The methane gas for Rio Grande LNG export terminal will be extracted through hydraulic fracturing and horizontal drilling from West Texas’ Permian Basin and Eagle Ford shale. Fracking has caused a dramatic increase in atmospheric methane, a critical greenhouse gas, and brings negative impacts to air and water pollution and community health in the U.S. NextDecade claims that the gas processed at the terminal will be “responsibly sourced natural gas” from a “sustainable producer.” A report released in 2023 by Earthworks and Oil Change International raised key questions about the legitimacy of “certified gas,” showing critical failures in “detecting oil and gas pollution in monitors sold by one of the largest certifiers of methane gas, Project Canary.” A group of U.S. Senators are challenging the claims and use of certified gas to the U.S. Federal Trade Commission.

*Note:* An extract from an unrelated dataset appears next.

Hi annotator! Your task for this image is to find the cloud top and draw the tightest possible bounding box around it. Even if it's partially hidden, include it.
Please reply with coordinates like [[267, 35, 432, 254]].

Fracking in upstream pollutes every aspect of our environment causing immense harm to frontline communities and contributing to a global climate catastrophe. In reality, gas certification and CCS at methane gas plants are false solutions to the climate crisis. For example, the proposed CCS project at Rio Grande LNG in the Cameron County region would only capture about 3% of the project’s life-cycle emissions which are calculated both in upstream and downstream.
NextDecade’s claims have been regularly challenged by community leaders, who criticize the company for not sharing detailed plans beyond the simplistic overview on their website. NextDecade also failed to give regulators at the FERC their plans.
In their August ruling, the U.S. Court of Appeals agreed with community leaders that NextDecade needed to share its plans for the CCS before the FERC could assess the environmental impact of the project. NextDecade responded by dropping the CCS proposal, stating that it is “not sufficiently developed to allow FERC review to continue at this time.”
Just as community leaders suspected, the CCS proposal was smoke and mirrors. That NextDecade was so quick to drop the already questionable CCS proposal raises questions about the sincerity of their climate ambitions.
Luckily, the U.S. Court of Appeals anticipated that NextDecade might try to withdraw the proposal. They ruled that even if the CCS is canceled, the FERC “must, at the very least, analyze the proposal as an alternative via a supplemental EIS before reauthorizing the Rio Grande terminal.”
The fate of NextDecade’s engineering services agreement for the CCS with MHI is unknown.
The Rio Grande LNG CCS project was critical to the relationship with French multinational utility company, Engie, who entered into a long-term sale and purchase agreement with Rio Grande LNG, and had previously rejected a similar deal without CCS with NextDecade in 2020. It is unclear what will become of NextDecade’s subsidiary, NEXT Carbon Solutions, the entity that would be implementing the CCS project.
CCS is expensive and steers away investment from renewable energy. Today’s CCS technologies are extraordinarily costly both to build and operate, and are not viable without a very high level of government subsidy. Even at the very high level of subsidy offered today, most projects are still not bankable. The amount of taxpayer money that would be paid towards CCS projects could purchase outright more than five times the amount of wind or solar generating capacity as would be provided by a fossil plant receiving the subsidy.
Banks that are serious about climate and human rights should look past disingenuous greenwashing and focus on financing a more just energy transition.
The communities of the Rio Grande Valley and the Gulf Coast deserve a future free from dirty fossil fuels.